The Gregorys took their son, in his early 30s at the time, to a treatment center in Connecticut. It was there that a counselor told them about NAMI.

The person with the mental illness obviously needs help, but family members need help, too.

“They told us we needed support, and we did,” Sandy Gregory says. “We were not trained in how to deal with this. We went all the way to Connecticut to try to get Jeff help, but we found NAMI close to home, and it has changed our lives.”

Roberts says NAMI exists to support the family as well as the “consumer” — the term used to describe the person being treated for mental illness.

“It is not in a family’s DNA to understand how to live with chronic illness,” Roberts says. “Our goal is to help people with serious mental illness, such as major depression, schizophrenia, bipolar disorder and posttraumatic stress disorder, and their loved ones, improve their lives.”

Jane Ojeda says that family members can receive help even when the mentally ill person isn’t ready to get help.
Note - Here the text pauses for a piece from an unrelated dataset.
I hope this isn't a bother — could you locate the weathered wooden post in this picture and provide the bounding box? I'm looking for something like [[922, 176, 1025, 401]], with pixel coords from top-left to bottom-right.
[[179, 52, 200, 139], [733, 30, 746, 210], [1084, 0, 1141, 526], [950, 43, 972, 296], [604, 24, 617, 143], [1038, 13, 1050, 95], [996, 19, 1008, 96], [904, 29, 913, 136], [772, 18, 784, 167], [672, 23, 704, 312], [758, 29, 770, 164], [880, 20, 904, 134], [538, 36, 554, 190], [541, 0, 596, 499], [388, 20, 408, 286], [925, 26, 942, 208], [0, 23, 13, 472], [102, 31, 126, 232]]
“I realize how lucky I am to have a son who is [in recovery],” she says. “Some of the other group members have loved ones in prison or on the streets because they aren’t willing to admit the illness.”

Not only is Tomas Ojeda working to recover today, he also is helping others — he co-facilitates one of the consumer support groups, speaks publicly about mental health issues, and serves on NAMI’s Board Members At-Large.

“He was once so ashamed,” his mom says, “but today he’ll tell anyone about what he’s been through. He’s the one out there helping others now.”

That’s the way it works, says Gregory, who regularly volunteers at NAMI these days.

“When we came in, we saw how other families wanted to help us. They knew what we were going through. Now, we have a chance to help. To me, that’s a blessing, a ministry. I have a strong faith that God uses us through our experiences to help others.”